Banks are worried that a push to implement new technologies for processing debit and credit card transactions could hurt their bottom line, according to a new study.
The study, by researcher Paul Martaus of Clearwater, Fla., and Payment Systems Inc. of Tampa, Fla., gauged industry support for a range of new security technologies weighed by Visa and MasterCard International. These included so-called PIN pads so consumers can enter identification codes at the point of sale, and electronic "water-marking" of cards to prevent counterfeiting.
Despite dire warnings from card associations that new technologies are needed to thwart soaring fraud, executives interviewed by Mr. Martaus said many of the proposed solutions are inadequate.
"The industry has performed innumerable cost-benefit analyses and come up with the conclusion that new of these technological innovations are cost effective," said Mr. Martaus, who runs the research firm Martaus & Associates.
Martaus interviewed 50 executives from leading merchant banks and third-party processors for the report, which was published last week.
The study was sponsored by Verifone Inc., Redwood City, Calif., a leading manufacturer of point-of-sale terminals.
Mr. Martaus said merchant banks and processors understand that fraud must be controlled. But they are concerned that the proposed solutions are not cost effective.
Profits Are Skimpy
Making a business case for new investment is difficult because profits in the merchant side of the credit card business are thin. Mr. Martaus said banks were earning pretax profits of 50 basis points or less on merchant transaction fees, less than a fifth of profits from the card-issuing side of the business.
And many of the proposed security upgrades help card-issuing banks more than merchant banks, Mr. Martaus said.
Among the technologies the credit card industry is preparing to support is Payment System 2000, a new method for processing credit card transactions that Visa plans to introduce next spring. It is intended to reduce errors and cancellations.
Also, demand is rising for new point-of-sale terminals that support both debit and credit cards. This integration can require costly computer upgrades.
The High Cost of PINs
In about five years, Visa expects banks and merchants to begin using personal identification numbers in credit card transactions, said Christoph Abt, a company spokesman. PINs are now common in automated teller machine transactions, but will require costly new equipment for credit purchases.
Also under consideration are new technologies to prevent unauthorized credit card duplication, including so-called water-marking, whereby advanced magnetic coding technology is used to thwart unauthorized copying of a credit card's magnetic stripe.
The problem is that someone must pay for these upgrades.
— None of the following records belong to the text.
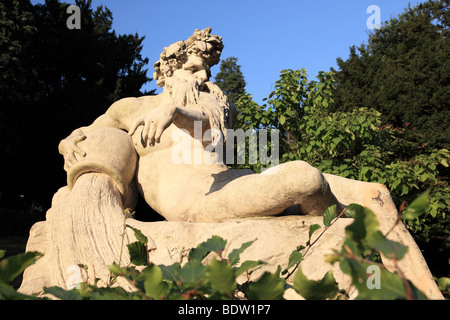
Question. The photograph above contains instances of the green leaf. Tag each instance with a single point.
(215, 243)
(294, 258)
(13, 266)
(365, 223)
(417, 207)
(9, 293)
(62, 294)
(443, 283)
(391, 287)
(116, 269)
(116, 293)
(233, 257)
(326, 288)
(172, 272)
(192, 272)
(387, 247)
(138, 253)
(138, 234)
(268, 287)
(247, 265)
(221, 276)
(312, 229)
(329, 215)
(154, 285)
And the investments could be large, Mr. Martaus warned.
If merchants pay the lion's share of the cost, their expenses could rise to the point where their use of automation falls off. If merchant banks pay too much, their already thin profits could evaporate, Mr. Martaus said.
"There's concern in the industry over this," he said.
But Mr. Abt said that the technological changes will be so gradual that merchants, banks, and technology companies will be able to easily adapt.
He added that Visa will implement pricing incentives that give merchants an economic incentive to upgrade equipment.